- Dating app HighBlood attracted furious criticism for a Facebook post that said "no banglas, no maids, no uglies"
- The app was originally rejected by Apple's App Store, but that decision was reversed
- Founder Herbert Eng said he has not received investor funding, but claimed the app has more than 500 sign-ups
A Facebook post promoting a dating app was so explicit about its racism and discriminatory stance on foreign workers that many around the world thought it may have been fake.
It's now available for some users on Apple's App Store.
Herbert Eng, the founder of Singapore-based dating app HighBlood, first made waves in March when he posted on Facebook an advertisement that read: "no banglas, no maids, no uglies ... Just. Pure. Quality. Like You."
The first category of allegedly undesirable people is a derogatory term for Bangladeshi workers in Singapore. The "maids" was referring to the large contingent of domestic helpers in the city-state.
Image: A since-deleted advertisement for the HighBlood dating app.
The post, which has been taken down, drew widespread scorn, prompting Eng to issue a public apology on Facebook. ("I humbly apologize if you had taken offense at our post," he wrote.)
Yet despite all of the blowback, Eng continued ahead with the app.
While HighBlood announced that the app would go into public beta last Friday, Eng said it hit a hurdle when it was rejected by Apple's App Store moderators because of what he called a "technicality."
"One of the regulations was that submitted apps cannot 'objectify people,'" he said in an email to CNBC.
The app moderator, Eng said, had deemed a submitted screenshot of HighBlood users voting on newcomers "too objectifying," but noted that the same principle is used in other dating apps.
But the decision was apparently reversed as the app was available to some iPhone users as of Thursday. Eng told CNBC the software would be "released into the wild" for the entire Apple and Google mobile ecosystems as early as next week.
The app will be available to users in public beta, he said in an email. People will be able to download it and send their credentials, such as school, profession or income, for verification.
On Friday, Eng said multiple times that the app is "not racist," downplaying the discriminatory post as "a bit of mischief on my part."
He said that the administrators of the app "will not filter maids, banglas or uglies." Instead, he added, existing users will vote on whether a newcomer can join HighBlood — if newcomers don't get enough votes, they can pay an initial $20 to join.
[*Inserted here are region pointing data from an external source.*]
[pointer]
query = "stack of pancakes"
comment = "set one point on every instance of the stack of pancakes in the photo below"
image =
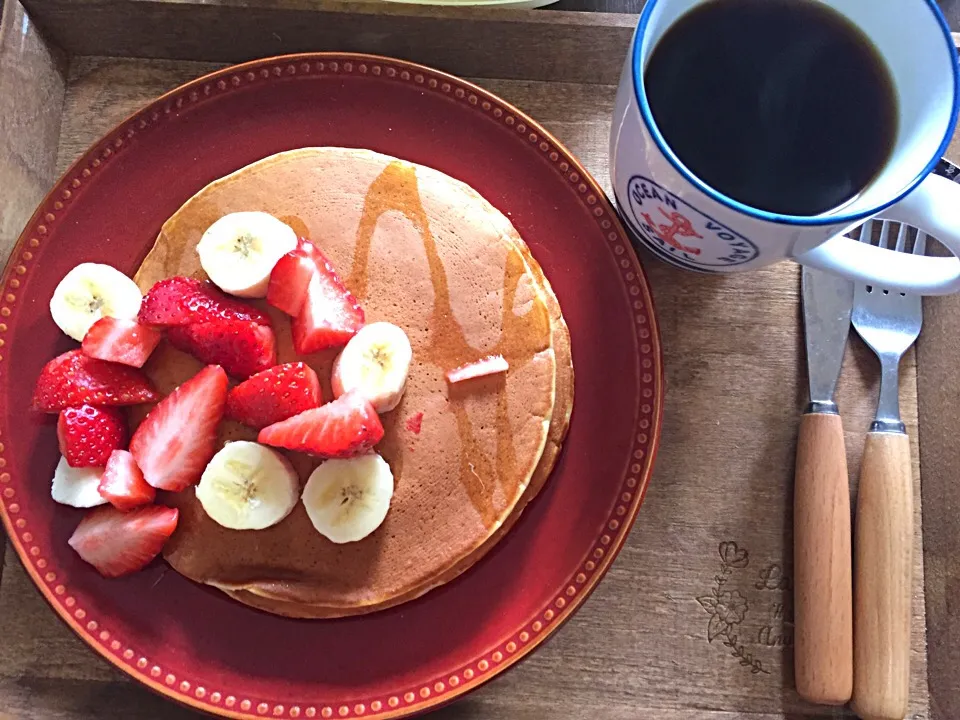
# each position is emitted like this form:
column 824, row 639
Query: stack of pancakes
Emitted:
column 428, row 253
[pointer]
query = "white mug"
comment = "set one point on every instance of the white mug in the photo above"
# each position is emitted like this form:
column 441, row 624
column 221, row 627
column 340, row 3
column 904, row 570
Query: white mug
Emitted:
column 686, row 222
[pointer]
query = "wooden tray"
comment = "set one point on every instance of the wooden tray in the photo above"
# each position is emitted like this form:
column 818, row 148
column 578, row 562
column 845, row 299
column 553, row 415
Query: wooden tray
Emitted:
column 718, row 509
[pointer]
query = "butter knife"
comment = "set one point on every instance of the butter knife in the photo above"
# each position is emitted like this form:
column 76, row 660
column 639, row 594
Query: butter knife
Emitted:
column 823, row 598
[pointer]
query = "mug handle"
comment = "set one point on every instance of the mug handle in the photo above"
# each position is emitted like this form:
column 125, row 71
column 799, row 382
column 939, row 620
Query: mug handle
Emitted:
column 930, row 207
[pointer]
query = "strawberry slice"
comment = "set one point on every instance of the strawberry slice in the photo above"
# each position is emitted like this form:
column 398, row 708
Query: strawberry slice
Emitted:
column 123, row 341
column 181, row 301
column 290, row 278
column 343, row 428
column 122, row 484
column 274, row 395
column 118, row 543
column 330, row 315
column 176, row 440
column 241, row 347
column 73, row 379
column 87, row 434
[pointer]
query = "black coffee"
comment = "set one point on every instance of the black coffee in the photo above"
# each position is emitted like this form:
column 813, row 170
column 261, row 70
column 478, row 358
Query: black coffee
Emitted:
column 784, row 105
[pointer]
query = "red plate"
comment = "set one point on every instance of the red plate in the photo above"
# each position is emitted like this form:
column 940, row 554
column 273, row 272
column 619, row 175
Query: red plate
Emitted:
column 190, row 642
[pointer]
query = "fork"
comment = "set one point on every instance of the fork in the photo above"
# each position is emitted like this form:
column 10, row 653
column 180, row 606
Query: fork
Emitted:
column 889, row 323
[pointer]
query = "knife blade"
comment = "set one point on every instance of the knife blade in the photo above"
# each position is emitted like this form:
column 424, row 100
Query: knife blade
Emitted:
column 823, row 593
column 827, row 305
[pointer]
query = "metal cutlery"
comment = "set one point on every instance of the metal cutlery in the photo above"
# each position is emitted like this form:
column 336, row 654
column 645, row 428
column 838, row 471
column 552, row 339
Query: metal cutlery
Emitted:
column 889, row 323
column 823, row 604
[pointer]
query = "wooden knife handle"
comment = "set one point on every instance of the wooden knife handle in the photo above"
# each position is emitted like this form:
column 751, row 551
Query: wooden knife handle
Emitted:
column 823, row 600
column 884, row 568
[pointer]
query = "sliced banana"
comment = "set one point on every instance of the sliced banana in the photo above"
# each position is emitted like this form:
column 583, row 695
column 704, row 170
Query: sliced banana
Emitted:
column 375, row 362
column 89, row 292
column 248, row 486
column 77, row 487
column 347, row 500
column 239, row 250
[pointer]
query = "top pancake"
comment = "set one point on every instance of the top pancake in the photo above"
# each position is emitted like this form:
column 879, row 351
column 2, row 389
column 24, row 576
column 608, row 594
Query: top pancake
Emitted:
column 425, row 252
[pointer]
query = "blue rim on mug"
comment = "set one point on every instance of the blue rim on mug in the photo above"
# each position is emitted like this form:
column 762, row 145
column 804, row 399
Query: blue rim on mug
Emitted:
column 756, row 213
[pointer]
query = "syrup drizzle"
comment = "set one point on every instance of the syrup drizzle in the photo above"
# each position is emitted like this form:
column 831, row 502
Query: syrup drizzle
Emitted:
column 395, row 189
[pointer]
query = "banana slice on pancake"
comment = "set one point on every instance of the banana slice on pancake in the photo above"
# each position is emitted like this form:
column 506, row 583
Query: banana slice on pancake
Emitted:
column 248, row 486
column 346, row 500
column 375, row 363
column 77, row 487
column 238, row 252
column 89, row 292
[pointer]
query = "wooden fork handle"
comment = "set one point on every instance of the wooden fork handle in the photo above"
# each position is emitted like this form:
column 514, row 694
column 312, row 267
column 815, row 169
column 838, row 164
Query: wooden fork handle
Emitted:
column 823, row 602
column 884, row 568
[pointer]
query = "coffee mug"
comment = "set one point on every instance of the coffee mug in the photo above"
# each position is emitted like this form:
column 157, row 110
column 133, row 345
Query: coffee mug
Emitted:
column 686, row 222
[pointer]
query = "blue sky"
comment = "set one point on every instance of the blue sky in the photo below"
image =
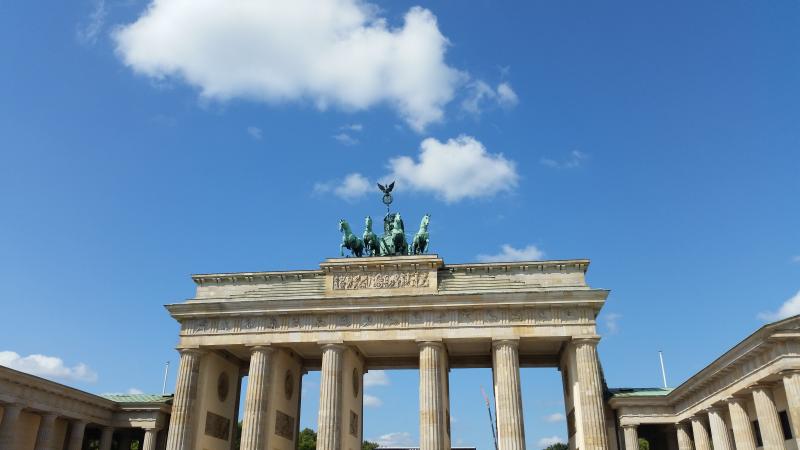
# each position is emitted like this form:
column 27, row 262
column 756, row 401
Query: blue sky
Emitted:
column 142, row 145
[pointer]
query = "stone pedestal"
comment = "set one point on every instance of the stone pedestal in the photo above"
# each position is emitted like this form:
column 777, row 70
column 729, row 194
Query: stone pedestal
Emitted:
column 76, row 430
column 631, row 437
column 684, row 439
column 701, row 438
column 743, row 434
column 182, row 421
column 44, row 437
column 434, row 407
column 768, row 420
column 8, row 431
column 256, row 408
column 330, row 398
column 719, row 431
column 591, row 394
column 508, row 395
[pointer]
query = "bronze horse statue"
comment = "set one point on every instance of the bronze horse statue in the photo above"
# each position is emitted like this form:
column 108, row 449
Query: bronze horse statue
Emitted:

Eng has also been touting HighBlood as the world's first accountant-verified dating app with an income filter. The app will verify three credentials, he claimed: school, profession and income. According to him, users can take photos of documents, such as income tax or pay statements, to verify their credentials.
Eng, a Nanyang Technological University graduate, justified those filters based on a market survey he said he conducted. In the report of 160 people about their preferred non-mandatory filters, 21 percent said they would want an income filter, and almost 56 percent called for a profession filter.
Despite the dismal public opinion of the app, Eng said HighBlood has received 547 sign-ups. Investors however, have steered clear, and the platform is so-far funded entirely by Eng and his co-founder. They've put in $7,000 total, he said.
In his presentation last Friday, he also told the crowd that he expected HighBlood to break even in about 22 months. Revenue, he said, will come from people paying for premium subscriptions, as well as other features such as allowing users to pay to send a message to someone who did not match with them.
Eng's use of racism as a marketing tool may turn off many, but causing outrage is clearly his preferred methodology.
The self-professed Trump supporter, who tweeted in June that he had been banned from dating site OkCupid, is fond of courting controversy.
He solicited nude photos for an art exhibition, which he called an "intellectual event" about the "unfiltered forms of humanity." That came to a halt, he told CNBC, because "there were not enough submissions to justify holding the expo."
Eng has also taken to social media to comment on Google's firing of James Damore, an employee who wrote a controversial memo arguing that differences in pay between men and women in tech aren't entirely related to bias, but are partly attributable to biology.
"Google caved in to mob pressure — but we won't," he posted on Facebook and Twitter.
His co-founder, Kylie Teo, told CNBC she joined the start-up in June. The 20-year-old student at the National University of Singapore said she was shocked by the Facebook post, and does not stand by it.
"The ad was Herbert's obsession with outrage marketing, he wanted people to face the controversies of society because he was rejected from society," Teo said, explaining that her co-founder had been "rejected by girls online and he's been catfished."
Catfishing is the practice of tricking someone on the internet by adopting a false identity. It is often associated with online romantic relationships.
Teo, who has experience running an e-commerce platform, said she does not receive a salary (and actually contributed to the funding) as she believes in his vision.
"Bad media is still media," she said.